Thursday, July 17, 2008

Graveyard Clean-rooms

Central user facilities are appearing everywhere - and they are a great way to make sure that everyone in a given community has access to the same equipment, not just the Nobel Laureates who bring the multi-million dollar grants. But, at the same time, there is limited space in these facilities.

This may not be a big of a problem in the life sciences (but here I'm rather out of my league, as I'm not in the life sciences, so please feel free to correct me), but in engineering where most of the equipment is put in clean-rooms, space is fought over. This brings me to my next point. Whose equipment is most important and who gets to decide?

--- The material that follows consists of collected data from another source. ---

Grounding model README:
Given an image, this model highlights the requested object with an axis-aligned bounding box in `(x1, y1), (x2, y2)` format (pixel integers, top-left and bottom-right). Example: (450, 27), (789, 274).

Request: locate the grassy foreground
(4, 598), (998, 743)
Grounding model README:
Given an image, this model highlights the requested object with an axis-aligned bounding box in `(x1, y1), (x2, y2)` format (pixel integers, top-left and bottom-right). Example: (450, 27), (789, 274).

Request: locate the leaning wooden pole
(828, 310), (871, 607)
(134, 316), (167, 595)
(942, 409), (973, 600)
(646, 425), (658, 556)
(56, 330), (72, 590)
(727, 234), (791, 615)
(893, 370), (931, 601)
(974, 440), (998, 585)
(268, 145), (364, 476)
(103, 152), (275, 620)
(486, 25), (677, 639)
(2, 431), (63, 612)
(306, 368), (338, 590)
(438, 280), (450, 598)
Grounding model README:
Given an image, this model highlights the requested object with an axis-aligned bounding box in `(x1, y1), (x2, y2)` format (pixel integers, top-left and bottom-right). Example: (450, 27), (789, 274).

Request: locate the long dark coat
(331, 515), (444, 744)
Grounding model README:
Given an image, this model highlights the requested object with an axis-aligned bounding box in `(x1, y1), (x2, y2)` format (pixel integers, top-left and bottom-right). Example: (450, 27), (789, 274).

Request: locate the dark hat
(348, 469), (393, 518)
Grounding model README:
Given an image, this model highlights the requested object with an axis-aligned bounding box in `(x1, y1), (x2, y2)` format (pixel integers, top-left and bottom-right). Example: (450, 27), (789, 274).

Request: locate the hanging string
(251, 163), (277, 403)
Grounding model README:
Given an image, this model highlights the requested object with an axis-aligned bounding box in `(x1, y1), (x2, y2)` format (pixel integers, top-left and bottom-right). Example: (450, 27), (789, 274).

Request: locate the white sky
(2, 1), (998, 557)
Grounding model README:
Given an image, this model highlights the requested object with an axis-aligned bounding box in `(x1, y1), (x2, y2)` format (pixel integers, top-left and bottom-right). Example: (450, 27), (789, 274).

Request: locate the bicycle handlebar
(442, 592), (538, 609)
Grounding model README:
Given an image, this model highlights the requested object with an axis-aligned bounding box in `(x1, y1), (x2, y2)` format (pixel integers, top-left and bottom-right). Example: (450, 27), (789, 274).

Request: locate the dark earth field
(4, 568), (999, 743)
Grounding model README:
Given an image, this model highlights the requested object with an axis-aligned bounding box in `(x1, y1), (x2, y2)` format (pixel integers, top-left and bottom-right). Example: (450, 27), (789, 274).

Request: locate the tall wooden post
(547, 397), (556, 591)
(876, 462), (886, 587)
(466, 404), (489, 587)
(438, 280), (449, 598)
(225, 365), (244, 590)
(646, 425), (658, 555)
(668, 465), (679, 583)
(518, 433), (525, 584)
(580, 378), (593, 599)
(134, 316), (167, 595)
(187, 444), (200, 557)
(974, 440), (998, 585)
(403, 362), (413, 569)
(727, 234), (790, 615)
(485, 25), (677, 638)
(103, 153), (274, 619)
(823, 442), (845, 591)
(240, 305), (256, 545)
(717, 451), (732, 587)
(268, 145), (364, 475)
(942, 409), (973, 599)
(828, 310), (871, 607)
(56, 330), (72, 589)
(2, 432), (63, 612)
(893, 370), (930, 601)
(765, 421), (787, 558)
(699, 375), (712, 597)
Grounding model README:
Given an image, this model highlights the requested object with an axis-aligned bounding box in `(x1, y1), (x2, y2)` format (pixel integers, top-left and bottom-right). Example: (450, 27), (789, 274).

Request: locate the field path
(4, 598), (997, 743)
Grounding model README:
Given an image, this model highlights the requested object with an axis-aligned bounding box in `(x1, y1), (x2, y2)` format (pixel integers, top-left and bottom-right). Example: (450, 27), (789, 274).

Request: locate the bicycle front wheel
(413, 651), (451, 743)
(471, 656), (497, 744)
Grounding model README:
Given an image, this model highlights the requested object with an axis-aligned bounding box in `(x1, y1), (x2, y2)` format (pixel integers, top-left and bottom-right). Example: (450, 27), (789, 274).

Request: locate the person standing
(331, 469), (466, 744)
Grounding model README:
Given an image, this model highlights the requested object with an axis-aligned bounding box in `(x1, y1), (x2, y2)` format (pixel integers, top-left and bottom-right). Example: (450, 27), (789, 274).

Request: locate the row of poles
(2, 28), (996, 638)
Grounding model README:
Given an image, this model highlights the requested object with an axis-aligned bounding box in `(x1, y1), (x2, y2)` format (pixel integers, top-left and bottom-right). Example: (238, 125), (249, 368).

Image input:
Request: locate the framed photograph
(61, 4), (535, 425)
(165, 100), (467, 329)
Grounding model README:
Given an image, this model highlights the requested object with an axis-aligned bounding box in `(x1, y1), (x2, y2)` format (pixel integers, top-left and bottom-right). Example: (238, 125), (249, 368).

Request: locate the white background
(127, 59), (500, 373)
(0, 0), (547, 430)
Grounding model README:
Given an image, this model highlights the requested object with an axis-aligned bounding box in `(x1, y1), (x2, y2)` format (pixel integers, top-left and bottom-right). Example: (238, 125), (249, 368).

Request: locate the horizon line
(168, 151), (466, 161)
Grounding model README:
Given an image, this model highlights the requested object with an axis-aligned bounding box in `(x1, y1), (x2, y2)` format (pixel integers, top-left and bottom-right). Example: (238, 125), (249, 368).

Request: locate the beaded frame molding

Is it the assistant professor's new X, which is critical to their success, but no one else really cares about it/uses it or is it the tenured professor's Y, which is occasionally used, but 8 yrs ago produced a Nature and/or Science paper. Or, is it the department chair's Z, which is currently broken and just taking up space, but it cost a trillion dollars (not literally) when it was initially purchased, so no one wants to be the one to trow it away.

In the perfect world, there would be space for everything, and a choice wouldn't have to be made. But progress happens, and new equipment needs to be purchased in order to stay at the cutting edge. But to buy new equipment, it is necessary to show the granting agency gods that you have a place to put it - and right now, that place doesn't exist because of the graveyard that is the clean-room.